In March 1999, he debuted at La Scala under Riccardo Muti in La forza del destino as Alvaro, then sang in Tosca and Madama Butterfly at the Arena di Verona in June and July, then Tosca at La Scala in March 2000, again with Muti. The performance was recorded and released on Sony Classical. In May he debuted in Madrid in La forza del destino, and in Verona, he was awarded the Premio Zenatello as tenor of the year, and sang in La forza del destino at the Arena in July. In September he traveled to Japan with the La Scala ensemble for performances of Forza. Milan honoured him with the Honorary Citizenship Medal, and Sony offered him an exclusive recording contract.
A controversial performance of Il trovatore, recorded and issued by Sony, opened the 2000/2001 season at La Scala and the centennial of Verdi's death, the Anno Verdi. The opera had not been performed at La Scala in 22 years and Muti, who was the conductor and who had personally hand-picked Licitra for the role of Manrico, forbade his tenor to sing the traditional, interpolated high C of the 3rd act cabaletta "Di quella pira". There was an uproar in the audience, who booed the maestro's decision. Six months later Licitra sang the part again in Verona to great acclaim. Prior to Il trovatore in Verona, he had performed in Un ballo in maschera at La Scala under Muti, then repeated the success in Rome in December. In November he made his American debut as a guest soloist at the 26th annual Richard Tucker Music Foundation Opera Gala in New York. In December he left for Vienna and the Wiener Staatsoper to sing in Tosca, then Manrico in Il trovatore at the Sao Carlos in Lisbon in January 2002 and Alvaro (Forza) in Turin in February.
The Metropolitan Opera followed unexpectedly on 12 May 2002 when he appeared in Tosca, substituting for Luciano Pavarotti, then 66, who had cancelled the performance two hours before curtain time.
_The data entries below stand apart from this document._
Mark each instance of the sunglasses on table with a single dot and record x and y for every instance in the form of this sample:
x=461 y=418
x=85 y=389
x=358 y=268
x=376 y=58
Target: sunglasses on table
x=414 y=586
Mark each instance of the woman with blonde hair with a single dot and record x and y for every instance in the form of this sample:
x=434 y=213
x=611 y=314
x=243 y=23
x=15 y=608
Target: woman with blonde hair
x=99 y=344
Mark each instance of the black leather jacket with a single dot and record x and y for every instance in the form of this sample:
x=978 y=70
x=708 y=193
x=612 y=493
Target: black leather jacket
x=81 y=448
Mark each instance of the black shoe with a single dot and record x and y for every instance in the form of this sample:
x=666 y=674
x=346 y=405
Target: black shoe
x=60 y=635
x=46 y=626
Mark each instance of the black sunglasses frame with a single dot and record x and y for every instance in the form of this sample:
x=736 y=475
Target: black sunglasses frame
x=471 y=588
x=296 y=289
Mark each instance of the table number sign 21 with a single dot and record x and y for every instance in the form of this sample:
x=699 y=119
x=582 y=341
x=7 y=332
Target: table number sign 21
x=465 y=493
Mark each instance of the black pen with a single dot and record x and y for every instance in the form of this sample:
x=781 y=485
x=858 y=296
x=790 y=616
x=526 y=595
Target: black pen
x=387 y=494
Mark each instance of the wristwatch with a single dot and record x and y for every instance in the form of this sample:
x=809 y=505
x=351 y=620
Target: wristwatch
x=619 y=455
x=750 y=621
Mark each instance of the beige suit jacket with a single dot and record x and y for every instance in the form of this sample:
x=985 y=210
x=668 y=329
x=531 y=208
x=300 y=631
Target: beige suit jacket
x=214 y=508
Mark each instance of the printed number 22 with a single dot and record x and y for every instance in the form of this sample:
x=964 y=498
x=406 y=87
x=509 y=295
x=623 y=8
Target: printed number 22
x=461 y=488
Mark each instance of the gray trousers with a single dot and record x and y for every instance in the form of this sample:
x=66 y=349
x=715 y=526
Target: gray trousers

Licitra, who was not scheduled to debut there until 2004, was flown in by the Met as a back-up singer and eventually received a 43-second ovation at the conclusion of "Recondita armonia" and a 46-second ovation at the conclusion of "E lucevan le stelle". In the short time since his debut in 1998, Licitra was dubbed the New Pavarotti, a tenor "worthy of the great Italian tradition". The New York Times reported after his American debut with the Richard Tucker Gala: "... an Italian tenor with a deep baritonal lower range, a brighter upper register, and strong secure high notes [...] in true Italian tenor tradition [...] If he can withstand the inevitable "fourth tenor" hype, he could be one to watch". He subsequently added the title roles in Andrea Chénier, Ernani, Don Carlos, Turiddu in Cavalleria rusticana, Canio in Pagliacci, Dick in La fanciulla del West, and Luigi in Il tabarro, to his repertoire.
Licitra's final public appearance was a concert performance of Puccini's Tosca with the Chicago Symphony Orchestra at the Ravinia Festival on July 30, 2011. James Conlon conducted, and the cast included Patricia Racette and Bryn Terfel.
On 27 August 2011, Licitra sustained severe head and chest injuries when he suffered a cerebral hemorrhage while riding his motor scooter and crashed into a wall in Donnalucata, Scicli, Ragusa Province, Sicily. He remained in a coma for nine days in the Garibaldi Hospital in Catania and was pronounced dead on 5 September 2011. His body was taken to lie in repose in Catania's opera house, the Teatro Massimo Bellini.